Education, Medicaid highlight fast-paced legislative session
INDIANAPOLIS (WISH) — In the span of barely two months, lawmakers sent Gov. Eric Holcomb a flurry of bills dealing with issues from literacy and absenteeism to birth control access and a partial fix for a troubled Medicaid program.
Literacy, absenteeism top education concerns
State education officials in August revealed nearly 1 in 5 Indiana third-graders can’t read at grade level. Around the same time, they found a similar number are chronically absent from school. State lawmakers and Holcomb said in the months leading up to the session those issues would be their top priorities.
Lawmakers’ plan for literacy carried the designation Senate Bill 1, indicating it was that chamber’s top legislative priority. The final version of the bill moves the IREAD exam from third grade to second grade, and requires reading interventions for any student who fails the test. Students would be held back for one year if they fail the test three times. Students would not be retained if they are English language learners, have an intellectual disability or demonstrate math proficiency.
On the absenteeism front, a bill approved on the last day of session requires schools to hold attendance conferences with parents of habitually absent students and come up with plans to provide services that ensure the student is able to get to class on time.
Higher education drew lawmakers’ attention as well. Legislation on the governor’s desk would require Indiana’s four-year institutions to investigate the feasibility of offering three-year bachelor’s degrees. The bill also codifies into state law Ivy Tech Community College’s reverse credit transfer program, under which students who complete at least 75 credit hours at a four-year institution can transfer the credits to Ivy Tech in order to receive an associate’s degree.
Attendant care program draws tougher scrutiny
December’s revelation of a projected billion-dollar Medicaid funding shortfall overshadowed the 2024 legislative session.
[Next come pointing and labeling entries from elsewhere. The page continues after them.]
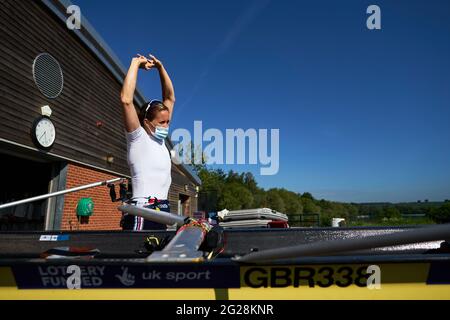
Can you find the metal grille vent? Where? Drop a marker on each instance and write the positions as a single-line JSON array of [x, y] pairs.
[[48, 75]]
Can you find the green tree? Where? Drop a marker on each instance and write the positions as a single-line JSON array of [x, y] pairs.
[[235, 197], [275, 201], [440, 214]]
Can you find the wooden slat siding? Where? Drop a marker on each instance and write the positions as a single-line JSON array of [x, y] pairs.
[[90, 92], [100, 141]]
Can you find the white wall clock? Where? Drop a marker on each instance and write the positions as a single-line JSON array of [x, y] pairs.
[[43, 132]]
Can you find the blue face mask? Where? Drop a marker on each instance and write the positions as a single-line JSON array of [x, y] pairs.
[[160, 133]]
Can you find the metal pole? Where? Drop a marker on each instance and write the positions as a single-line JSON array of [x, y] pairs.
[[58, 193], [434, 233], [154, 215]]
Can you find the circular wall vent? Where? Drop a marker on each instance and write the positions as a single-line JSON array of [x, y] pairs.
[[48, 75]]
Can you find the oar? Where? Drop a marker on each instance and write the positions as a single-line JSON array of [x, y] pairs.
[[58, 193], [432, 233], [154, 215]]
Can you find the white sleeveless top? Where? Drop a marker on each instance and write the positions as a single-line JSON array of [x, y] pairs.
[[150, 165]]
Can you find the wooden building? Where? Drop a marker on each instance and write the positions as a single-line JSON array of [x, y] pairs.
[[74, 73]]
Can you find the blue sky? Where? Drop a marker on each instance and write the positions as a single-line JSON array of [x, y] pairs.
[[363, 114]]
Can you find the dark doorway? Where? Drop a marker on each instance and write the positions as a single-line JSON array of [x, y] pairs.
[[21, 179]]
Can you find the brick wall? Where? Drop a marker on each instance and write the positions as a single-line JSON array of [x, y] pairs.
[[105, 217]]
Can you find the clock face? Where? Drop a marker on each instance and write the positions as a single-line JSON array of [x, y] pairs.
[[45, 132]]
The following month’s revelation the Family and Social Services Administration would begin removing families from the attendant care program led to weekly protests by parents of children with severe medical conditions. Lawmakers in the closing hours of session approved legislation to require new transparency and oversight rules of FSSA and to require a full accounting of what led to the forecasting issue. The legislation also requires the FSSA to set a minimum reimbursement level for families transitioned away from the attendant care program to another program, structured family caregiving. Lawmakers at one point floated setting their own minimum but ultimately chose to leave the decision up to the agency.
Child care, birth control and more
Legislation now on the governor’s desk will make child care workers eligible for the On My Way Pre-K program and Child Care Development Fund vouchers if they make up to 85% of the state’s median income. The bill also lowers the minimum age to be a child care worker from 21 to 18.
A Democratic-backed bill requires doctors to offer long-acting, reversible contraception to new mothers who are Medicaid recipients. The bill’s backers said doing so is one way to prevent unwanted pregnancy, especially among the most vulnerable of the state’s residents.
Holcomb will have to decide whether to sign a bill that ends restrictions on the hours 16- and 17-year-olds can work and to make it easier for 14 and 15-year-olds to be excused from school to work. There is also a bill to prohibit foreign adversaries from buying any new agricultural land in Indiana or from buying land within 10 miles of a military installation. A House priority bill codifies into state law the International Holocaust Remembrance Alliance’s definition of antisemitism, declares antisemitism a form of religious discrimination and prohibits it in educational settings.
The governor will have seven days to act on legislation from the time it is officially presented to him.